When they were both naked they had sex. They did more than that. They put on a clinic. Ronni's dance had been artless, but her sex was expert. She did things I had rarely contemplated, though nothing I objected to. And she made a good deal of noise while she did it. Her partner clearly enjoyed himself, but he was also careful to arrange her full face to the camera as often as possible. He wore sunglasses during the entire performance.
When the tape ended it simply ended, there was no dramatic resolution, it merely stopped in medias res. I rewound the tape and played it again. This time around I noticed that the room was brilliantly lit by sunlight and at one brief shot saw an uncurtained window wall off camera right. Most of the action seemed to take place on a double bed with a pale blue comforter on it. The champagne was on a bureau. In the background on a bedside table was a clock radio, with a digital display. The time seemed to be 2:08. With the sun shining in like it was early afternoon it meant the windows faced west or southwest depending on the time of year. From their clothing I couldn't tell the time of year.
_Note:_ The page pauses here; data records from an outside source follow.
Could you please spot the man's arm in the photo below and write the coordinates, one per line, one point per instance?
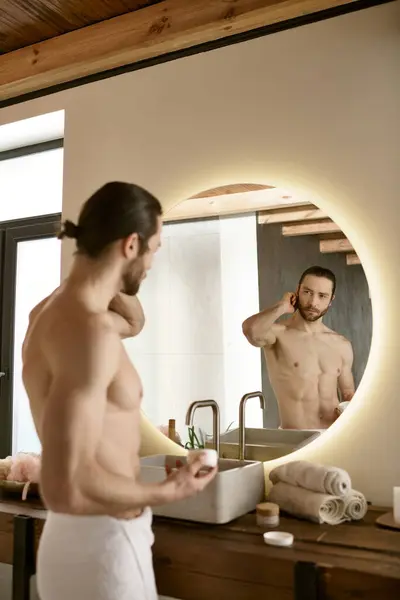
(258, 329)
(346, 380)
(127, 314)
(72, 477)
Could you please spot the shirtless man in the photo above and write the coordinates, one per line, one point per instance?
(307, 362)
(85, 399)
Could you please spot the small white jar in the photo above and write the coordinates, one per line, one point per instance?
(267, 515)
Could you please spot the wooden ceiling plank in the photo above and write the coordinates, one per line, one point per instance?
(290, 215)
(329, 246)
(235, 188)
(352, 259)
(153, 31)
(310, 228)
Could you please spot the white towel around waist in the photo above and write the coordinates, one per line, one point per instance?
(96, 558)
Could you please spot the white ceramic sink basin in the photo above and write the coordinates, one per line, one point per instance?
(236, 490)
(265, 444)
The camera must have been concealed behind the mirror over the bureau. It covered the whole room from there, though its focus was on the human activity. In another shot there was a desk, apparently on the window side of the bed. I ran the tape back and forward over the desk several times. There were books on the desk, but the spines were turned away and I couldn't make out a title. There were pens and pencils in a beer mug. There was also a Smith-Corona portable electric typewriter. I rewound and ran the tape again. There was an emblem and lettering on the beer mug. I couldn't make it out. I found a magnifying glass in the drawer of a rolltop desk and tried again to read the mug as it drifted by on the screen. But I couldn't. The glass merely reduced the picture to its component dots. The best I could do was see that it looked like one of those mugs they sell in college bookstores with the college or fraternity emblem on them.
I ran the tape three more times, but there was nothing else to get from it. Ronnie seemed drunk. She postured in some childish fantasy of Salome; she was skillful in all of her sexual activity, but a little self-conscious about it, and her companion patronized a very good barber and wore sunglasses while screwing. The action looked to be in someone's bedroom, not a motel, and the bedroom had a western exposure, probably not at ground level or they would not have left the shades open, even for camera light. Unless Ronni was even more unusual than I thought.
I rewound the tape one more time, left it in the machine, shut everything off, closed and locked the door to the den, and let myself out Alexander's front door.
I knew why he'd left me there alone. I was glad he had.
My rental car was parked on O Street. I got in and drove a short block to Wisconsin, turned left, and headed in-town. I hadn't learned much, and I'd embarrassed my client and myself. I was getting used to that.